In the census of 2000, Bibb City's final recorded census, there were 510 people, 220 households, and 117 families residing in the town. The population density was 3,064.9 PD/sqmi. There were 242 housing units at an average density of 1,454.3 /sqmi. The racial makeup of the town was 92.16% White, 4.31% African American, 0.98% Native American, 0.20% Asian, 0.20% Pacific Islander, 0.20% from other races, and 1.96% from two or more races. Hispanic or Latino of any race were 0.78% of the population.

There were 220 households, out of which 24.5% had children under the age of 18 living with them, 32.3% were married couples living together, 15.9% had a female householder with no husband present, and 46.4% were non-families. 39.5% of all households were made up of individuals, and 19.5% had someone living alone who was 65 years of age or older. The average household size was 2.32 and the average family size was 3.18.

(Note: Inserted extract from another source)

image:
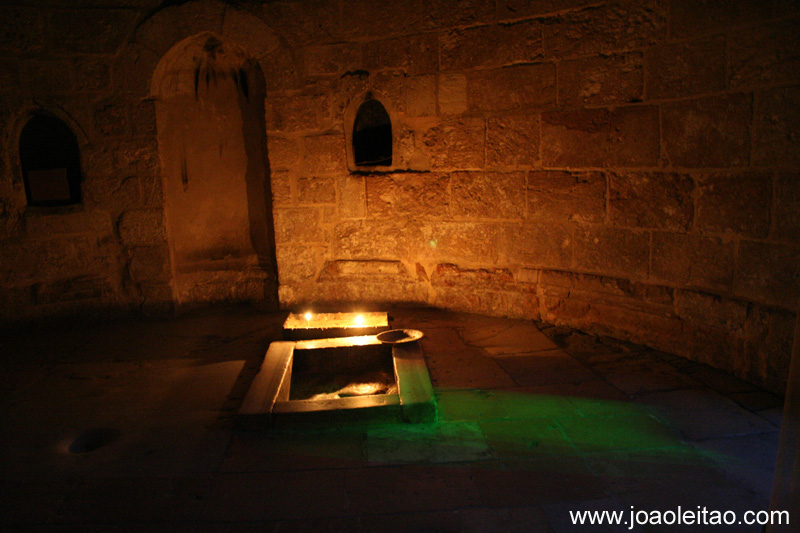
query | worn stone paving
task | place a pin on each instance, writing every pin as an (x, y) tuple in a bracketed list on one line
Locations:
[(534, 421)]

In the town the population was spread out, with 24.1% under the age of 18, 12.0% from 18 to 24, 25.9% from 25 to 44, 21.4% from 45 to 64, and 16.7% who were 65 years of age or older. The median age was 36 years. For every 100 females, there were 90.3 males. For every 100 females age 18 and over, there were 90.6 males.

The median income for a household in the town was $24,107, and the median income for a family was $23,125. Males had a median income of $27,083 versus $21,071 for females. The per capita income for the town was $13,068. About 27.9% of families and 32.6% of the population were below the poverty line, including 57.1% of those under age 18 and 19.4% of those age 65 or over.

Historical population
| Census | Pop. | Note | %± |
| 1910 | 463 |  | — |
| 1920 | 1,090 |  | 135.4% |
| 1930 | 1,707 |  | 56.6% |
| 1940 | 1,631 |  | −4.5% |
| 1950 | 1,452 |  | −11.0% |
| 1960 | 1,213 |  | −16.5% |
| 1970 | 812 |  | −33.1% |
| 1980 | 667 |  | −17.9% |
| 1990 | 597 |  | −10.5% |
| 2000 | 510 |  | −14.6% |
U.S. Decennial Census

==Bibb Manufacturing's Columbus Mill==

The centerpiece of Bibb City was Bibb Manufacturing Company's 750000 sqft Columbus Mill. At its peak in the 1940s, the mill employed 2,500 workers and was the largest cotton mill in the United States. In that segregated era, most of the textile workers were white.

The mill closed in 1998 but was left standing. Shortly after midnight on October 30, 2008, the 750000 sqft Columbus Mill was destroyed by a massive fire. After a four-day joint investigation by the ATF and the Columbus Department of Fire and Emergency Medical Services, the cause of the blaze remained undetermined.

==Climate==
The climate in this area is characterized by relatively high temperatures and evenly distributed precipitation throughout the year. According to the Köppen Climate Classification system, Bibb City has a humid subtropical climate, abbreviated "Cfa" on climate maps.

Climate data for Bibb City, Georgia
| Month | Jan | Feb | Mar | Apr | May | Jun | Jul | Aug | Sep | Oct | Nov | Dec | Year |
| Mean daily maximum °C (°F) | 14 (57) | 16 (60) | 20 (68) | 25 (77) | 28 (82) | 32 (89) | 33 (91) | 32 (89) | 30 (86) | 25 (77) | 19 (66) | 15 (59) | 24 (75) |
| Mean daily minimum °C (°F) | 2 (35) | 3 (37) | 7 (44) | 10 (50) | 15 (59) | 20 (68) | 22 (71) | 21 (69) | 18 (64) | 12 (53) | 6 (42) | 3 (37) | 11 (51) |
| Average precipitation mm (inches) | 110 (4.3) | 120 (4.6) | 140 (5.7) | 110 (4.3) | 100 (4) | 97 (3.8) | 140 (5.5) | 99 (3.9) | 81 (3.2) | 51 (2) | 91 (3.6) | 120 (4.7) | 1,260 (49.6) |
Source: Weatherbase

==Education==
Its school district is the Muscogee County School District.